In the more than two years since the military coup of February 2021, Prime Minister Prayut Chan-o-cha’s administration has taken a strikingly accommodative position toward the military junta. While claiming the be engaging in “quiet diplomacy,” it has remained muted in the face of the Myanmar military’s frequent atrocities against civilians, and the destabilization of regions directly bordering Thailand.
In recent months, Thailand has hosted a spate of Track 1.5 dialogues that have included the military and representatives of neighboring countries – but have excluded the opposition National Unity Government (NUG), which is coordinating the anti-coup struggle.

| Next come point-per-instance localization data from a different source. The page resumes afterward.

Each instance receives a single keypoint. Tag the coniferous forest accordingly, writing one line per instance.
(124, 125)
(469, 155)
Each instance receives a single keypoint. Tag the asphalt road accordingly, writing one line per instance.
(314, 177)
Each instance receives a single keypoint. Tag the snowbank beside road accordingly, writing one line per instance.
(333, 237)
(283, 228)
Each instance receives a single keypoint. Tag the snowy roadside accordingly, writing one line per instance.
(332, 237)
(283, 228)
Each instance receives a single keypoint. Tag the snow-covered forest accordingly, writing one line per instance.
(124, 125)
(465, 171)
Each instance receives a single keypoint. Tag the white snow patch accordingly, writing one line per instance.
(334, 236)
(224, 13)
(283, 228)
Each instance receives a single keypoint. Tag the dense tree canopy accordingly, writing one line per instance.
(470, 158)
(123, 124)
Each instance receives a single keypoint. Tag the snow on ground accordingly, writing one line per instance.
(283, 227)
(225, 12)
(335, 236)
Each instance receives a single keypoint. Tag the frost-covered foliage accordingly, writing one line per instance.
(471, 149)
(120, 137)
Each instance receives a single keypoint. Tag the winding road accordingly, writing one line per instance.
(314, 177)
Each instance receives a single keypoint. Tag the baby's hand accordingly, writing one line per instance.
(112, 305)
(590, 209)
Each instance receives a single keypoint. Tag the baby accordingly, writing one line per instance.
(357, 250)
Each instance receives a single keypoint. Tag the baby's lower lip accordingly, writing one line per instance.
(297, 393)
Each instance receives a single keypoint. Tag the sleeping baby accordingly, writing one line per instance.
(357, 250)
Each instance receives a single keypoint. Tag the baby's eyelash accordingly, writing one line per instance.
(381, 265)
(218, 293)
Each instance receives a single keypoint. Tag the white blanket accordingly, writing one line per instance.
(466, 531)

This approach can be put down to both a range of factors, including the close personal and institutional relationships binding the two nations’ militaries, and the Thai government’s congenital adherence to the Association of Southeast Asian Nations (ASEAN)’s norm of “non-interference.”
In the year leading up to last week’s election, the MFP’s leader Pita Limjaroenrat has promised to end to the current approach toward Myanmar, part of its broader promise to foreground principles of human rights, justice, and the rule of law in Thai foreign policy.
In his first press conference after the election, Pita recognized Thailand’s pivotal role in ensuring that Myanmar adheres to ASEAN’s Five-Point Consensus peace plan, which calls for an immediate cessation of violence and inclusive political dialogue involving “all parties” the conflict.
He also said that one of his priorities as prime minister would be the establishment of a humanitarian corridor between Thailand and Myanmar, and that his administration will aid the implementation of the especially with U.S. Congress’ recently passed Burma Act, which authorizes the provision of non-lethal support for resistance forces in Myanmar. Overall, he pledged to “work with the international community to make sure that we have the right amount of pressure and incentives for people to resolve their conflict.”
Pita has since stated that his policy on Myanmar will involve engagement “with all stakeholders,” including, presumably, the opposition National Unity Government and other resistance forces.
However, the military brass in Naypyidaw certainly seem concerned about the MFP’s ascendance. “The Move Forward Party is pro-West and they will assist terrorists,” Vice Senior Gen. Soe Win said in a directive to regional commanders based along Thai border that was reported by The Irrawaddy on Monday. “We have to watch the border and get information about them, their movements and their activities.”
These pledges alone would mark a significant shift in Thai policy, if not a radical one. Just what impact they would have on the course of the country’s conflict, however, is hard to say.
At the regional level, a more active Thai government would certainly bolster those ASEAN member states, such as Malaysia and Indonesia, pushing for a stronger regional response to the junta. However, such an approach would still face opposition from nations like Vietnam, Cambodia, and Laos that hew to the most restrictive and conservative interpretation of ASEAN “non-interference.” It is perhaps hard to judge him at such an early stage, but Pita is still framing Thailand’s policy in the terms of the Five-Point Consensus, which many activists and Myanmar observers, to say nothing of the resistance itself, argue is functionally dead.
In an article last year, I argued that given its porous 2,416-kilometer border with Myanmar, the Thai government’s cooperation was a necessary precondition of “any attempt to resolve Myanmar’s complex of interlocking crises and alleviate the deteriorating humanitarian conditions inside the country.” But it is far from a sufficient one, and would at the very least require similar shifts on the part of Myanmar’s other two major neighbors, India and China, who for their own reasons continue to engage with the military administration.
Then there is the domestic front. It can be taken for granted that should Thailand’s conservative establish deign to allow the MFP-led coalition to take office, they will resist the implementation of its policy agenda. This could conceivably stretch to foreign policy. As The Diplomat’s columnist Tita Sanglee wrote back in March 2022, Pita’s attempt to chart a new international course would likely “face serious constraints from Thai elites who still favor incremental changes and a pragmatic approach to international relations to protect Thailand’s interests.”
She added, “The old way has several drawbacks, but for Thai elites, it is the safest way to navigate through turbulent waters.”
In truth, there is probably a limit to what any outside government can do to shift the calculus of the inward-facing Myanmar military – a recognition that should frame any discussion about a possible Thai policy shift. Within that framework, however, any move in the direction of a more humane policy – of more effective support for displaced civilians and a more realistic and robust regional response – will represent a rare spot of good news for Myanmar’s long-suffering people.